La questione economica qui è centrale. I genitori di Luca hanno scelto di assumere una persona che viene quattro volte al giorno ad aiutare Luca a svegliarsi, mangiare, lavarsi e coricarsi. “Questa persona mi costa 1200 euro al mese – racconta Filippo – contro i 750 euro che Luca riceve come pensione. Lui fortunatamente lavora, ma sicuramente non è sufficiente a pagare l’intero stipendio dell’assistente e garantirsi una vita autonoma. Per non parlare dei vari strumenti tecnologici che bisogna pagarsi di tasca propria. Così come ci raccontava Laura a proposito della sclerosi multipla progressiva, è garantita una carrozzina ogni certo numero di anni, nel caso della Duchenne cinque anni.
“Chiaramente cinque anni nel periodo dell’adolescenza sono un’eternità. Ma se vuoi il meglio te lo devi pagare”. Luca per esempio oramai riesce solo a controllare il movimento della mano per pochi centimetri e utilizza un joystick speciale.

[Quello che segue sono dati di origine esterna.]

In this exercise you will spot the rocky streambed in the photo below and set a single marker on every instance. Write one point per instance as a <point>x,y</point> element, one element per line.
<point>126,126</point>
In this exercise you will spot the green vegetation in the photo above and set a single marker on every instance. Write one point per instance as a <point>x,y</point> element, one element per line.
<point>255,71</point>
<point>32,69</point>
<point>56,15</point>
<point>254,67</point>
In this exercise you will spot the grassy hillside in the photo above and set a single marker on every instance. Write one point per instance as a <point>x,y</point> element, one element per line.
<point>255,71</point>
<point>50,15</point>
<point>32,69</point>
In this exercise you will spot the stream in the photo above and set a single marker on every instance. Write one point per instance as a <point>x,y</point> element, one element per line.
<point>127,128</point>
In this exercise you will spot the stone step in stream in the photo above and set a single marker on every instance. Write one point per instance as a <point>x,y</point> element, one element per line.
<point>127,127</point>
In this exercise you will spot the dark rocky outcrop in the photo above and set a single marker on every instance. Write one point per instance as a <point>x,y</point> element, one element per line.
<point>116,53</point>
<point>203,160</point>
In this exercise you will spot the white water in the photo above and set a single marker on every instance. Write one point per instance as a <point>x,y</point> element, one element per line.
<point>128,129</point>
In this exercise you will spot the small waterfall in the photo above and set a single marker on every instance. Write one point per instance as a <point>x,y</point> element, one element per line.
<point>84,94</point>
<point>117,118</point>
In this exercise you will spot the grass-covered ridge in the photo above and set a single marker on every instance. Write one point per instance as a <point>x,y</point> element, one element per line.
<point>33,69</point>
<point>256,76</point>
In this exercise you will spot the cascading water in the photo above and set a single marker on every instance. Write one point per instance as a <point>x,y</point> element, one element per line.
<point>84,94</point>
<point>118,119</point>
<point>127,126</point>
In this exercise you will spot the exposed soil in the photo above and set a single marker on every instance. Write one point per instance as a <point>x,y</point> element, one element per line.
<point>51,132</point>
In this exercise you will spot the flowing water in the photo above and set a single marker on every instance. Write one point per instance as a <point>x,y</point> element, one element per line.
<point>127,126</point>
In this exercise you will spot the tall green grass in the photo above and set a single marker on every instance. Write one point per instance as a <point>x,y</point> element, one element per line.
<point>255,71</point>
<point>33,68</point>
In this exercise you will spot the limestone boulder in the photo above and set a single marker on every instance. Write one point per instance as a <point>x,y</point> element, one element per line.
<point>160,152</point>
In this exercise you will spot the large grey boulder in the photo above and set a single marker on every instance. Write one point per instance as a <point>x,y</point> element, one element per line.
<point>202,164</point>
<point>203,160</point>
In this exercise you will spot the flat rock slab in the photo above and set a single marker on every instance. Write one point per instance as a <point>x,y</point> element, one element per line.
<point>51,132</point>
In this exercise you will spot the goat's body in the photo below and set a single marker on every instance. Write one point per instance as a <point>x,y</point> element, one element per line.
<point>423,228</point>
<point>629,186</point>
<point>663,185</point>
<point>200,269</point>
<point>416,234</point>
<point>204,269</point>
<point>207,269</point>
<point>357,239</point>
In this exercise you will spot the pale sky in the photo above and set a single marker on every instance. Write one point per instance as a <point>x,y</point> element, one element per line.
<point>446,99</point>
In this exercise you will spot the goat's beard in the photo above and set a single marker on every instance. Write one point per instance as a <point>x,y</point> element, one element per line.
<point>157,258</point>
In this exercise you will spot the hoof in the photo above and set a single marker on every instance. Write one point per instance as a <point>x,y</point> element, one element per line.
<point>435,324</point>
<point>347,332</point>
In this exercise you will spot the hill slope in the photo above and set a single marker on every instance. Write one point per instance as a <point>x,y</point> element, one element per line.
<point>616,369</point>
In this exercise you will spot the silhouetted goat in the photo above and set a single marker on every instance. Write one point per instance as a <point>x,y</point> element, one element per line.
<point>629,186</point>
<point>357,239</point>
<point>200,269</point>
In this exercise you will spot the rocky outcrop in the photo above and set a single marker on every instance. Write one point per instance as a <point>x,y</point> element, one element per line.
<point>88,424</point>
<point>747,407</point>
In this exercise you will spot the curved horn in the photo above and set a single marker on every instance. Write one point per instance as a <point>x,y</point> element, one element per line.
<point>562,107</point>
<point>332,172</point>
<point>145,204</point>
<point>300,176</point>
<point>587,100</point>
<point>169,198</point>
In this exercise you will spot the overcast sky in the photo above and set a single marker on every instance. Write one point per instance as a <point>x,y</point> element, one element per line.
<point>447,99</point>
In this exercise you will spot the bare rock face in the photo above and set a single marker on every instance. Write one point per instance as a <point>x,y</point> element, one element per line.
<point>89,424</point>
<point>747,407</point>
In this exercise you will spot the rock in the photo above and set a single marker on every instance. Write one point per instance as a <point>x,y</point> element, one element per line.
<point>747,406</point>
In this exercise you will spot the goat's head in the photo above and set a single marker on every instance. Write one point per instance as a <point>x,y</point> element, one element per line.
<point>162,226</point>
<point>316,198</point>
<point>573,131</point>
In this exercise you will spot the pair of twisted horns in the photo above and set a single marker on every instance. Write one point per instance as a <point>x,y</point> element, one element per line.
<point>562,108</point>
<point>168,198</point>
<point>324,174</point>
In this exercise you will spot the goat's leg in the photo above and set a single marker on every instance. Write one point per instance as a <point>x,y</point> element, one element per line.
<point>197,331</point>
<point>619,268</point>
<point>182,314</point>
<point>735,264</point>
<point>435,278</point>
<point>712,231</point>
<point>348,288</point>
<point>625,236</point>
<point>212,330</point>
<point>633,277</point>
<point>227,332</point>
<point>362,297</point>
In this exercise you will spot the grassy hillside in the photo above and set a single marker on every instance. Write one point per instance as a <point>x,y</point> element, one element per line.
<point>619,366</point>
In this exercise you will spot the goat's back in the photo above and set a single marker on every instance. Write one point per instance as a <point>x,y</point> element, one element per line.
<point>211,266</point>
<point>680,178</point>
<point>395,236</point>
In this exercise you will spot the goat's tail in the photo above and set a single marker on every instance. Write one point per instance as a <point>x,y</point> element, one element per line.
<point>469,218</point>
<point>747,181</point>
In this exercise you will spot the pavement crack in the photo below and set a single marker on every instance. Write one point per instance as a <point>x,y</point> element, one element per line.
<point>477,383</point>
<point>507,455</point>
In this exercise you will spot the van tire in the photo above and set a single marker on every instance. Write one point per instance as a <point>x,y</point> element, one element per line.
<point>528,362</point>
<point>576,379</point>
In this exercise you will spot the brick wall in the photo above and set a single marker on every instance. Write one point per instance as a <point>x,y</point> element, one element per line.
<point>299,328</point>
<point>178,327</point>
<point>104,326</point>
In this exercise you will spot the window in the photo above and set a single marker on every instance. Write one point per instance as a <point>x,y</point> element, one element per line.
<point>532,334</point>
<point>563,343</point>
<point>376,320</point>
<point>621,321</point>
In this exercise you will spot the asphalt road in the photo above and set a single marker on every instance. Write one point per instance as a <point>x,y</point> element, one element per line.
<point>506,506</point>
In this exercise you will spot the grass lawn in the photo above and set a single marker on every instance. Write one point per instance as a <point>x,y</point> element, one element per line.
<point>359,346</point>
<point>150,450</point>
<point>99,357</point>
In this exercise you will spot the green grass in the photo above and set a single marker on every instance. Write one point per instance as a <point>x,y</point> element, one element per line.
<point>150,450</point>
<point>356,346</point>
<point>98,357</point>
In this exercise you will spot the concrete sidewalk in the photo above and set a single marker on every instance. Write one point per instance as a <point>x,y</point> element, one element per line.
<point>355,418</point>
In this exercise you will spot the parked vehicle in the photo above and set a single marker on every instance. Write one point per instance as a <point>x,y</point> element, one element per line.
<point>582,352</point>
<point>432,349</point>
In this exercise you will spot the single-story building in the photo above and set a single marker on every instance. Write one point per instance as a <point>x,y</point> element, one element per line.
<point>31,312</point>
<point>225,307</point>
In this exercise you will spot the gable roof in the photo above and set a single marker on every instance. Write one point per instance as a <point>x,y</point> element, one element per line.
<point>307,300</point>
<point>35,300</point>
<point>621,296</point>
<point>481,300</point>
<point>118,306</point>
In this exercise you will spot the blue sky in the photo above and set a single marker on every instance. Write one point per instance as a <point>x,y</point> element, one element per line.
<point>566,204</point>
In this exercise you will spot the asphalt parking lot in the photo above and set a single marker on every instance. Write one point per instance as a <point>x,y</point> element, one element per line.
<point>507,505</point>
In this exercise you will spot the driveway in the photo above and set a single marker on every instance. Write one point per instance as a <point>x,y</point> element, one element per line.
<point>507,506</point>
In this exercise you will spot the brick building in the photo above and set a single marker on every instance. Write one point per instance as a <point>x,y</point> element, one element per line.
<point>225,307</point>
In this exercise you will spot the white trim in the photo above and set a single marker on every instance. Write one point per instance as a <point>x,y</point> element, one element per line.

Anche qui c’è poi il problema che regione che vai usanze che trovi. Anzi, addirittura le differenze si riscontrano da ASL ad ASL. “Solo a Roma ci sono delle ASL che rilasciano erogano senza problemi la macchina della tosse, altre che non lo fanno e ogni volta è necessario fare denuncia ai carabinieri per ottenere quello che sarebbe un diritto. Lo stesso vale per la fisioterapia: in alcune ASL ti vengono assegnate tre sessioni alla settimana, in altre cinque al mese, senza una logica ne una regola.”
Luca lavora, ha studiato, è sempre stato circondato da amici, ma vive a casa dei genitori al momento, come quasi tutti i ragazzi affetti da Duchenne della sua età. “In Italia c’è molto l’idea che sia ovvio che un ragazzo non possa vivere da solo, ma io non la penso così” mi dice Filippo. “Io spero che presto Luca riesca a vivere per conto suo. Fortunatamente facendo il farmacista io posso aiutarlo in questo senso, ma non è questa la risposta. Non si cambierà mai davvero mentalità al nostro paese se non iniziamo a pensare ai disabili come a delle persone da rendere indipendenti al 100%”.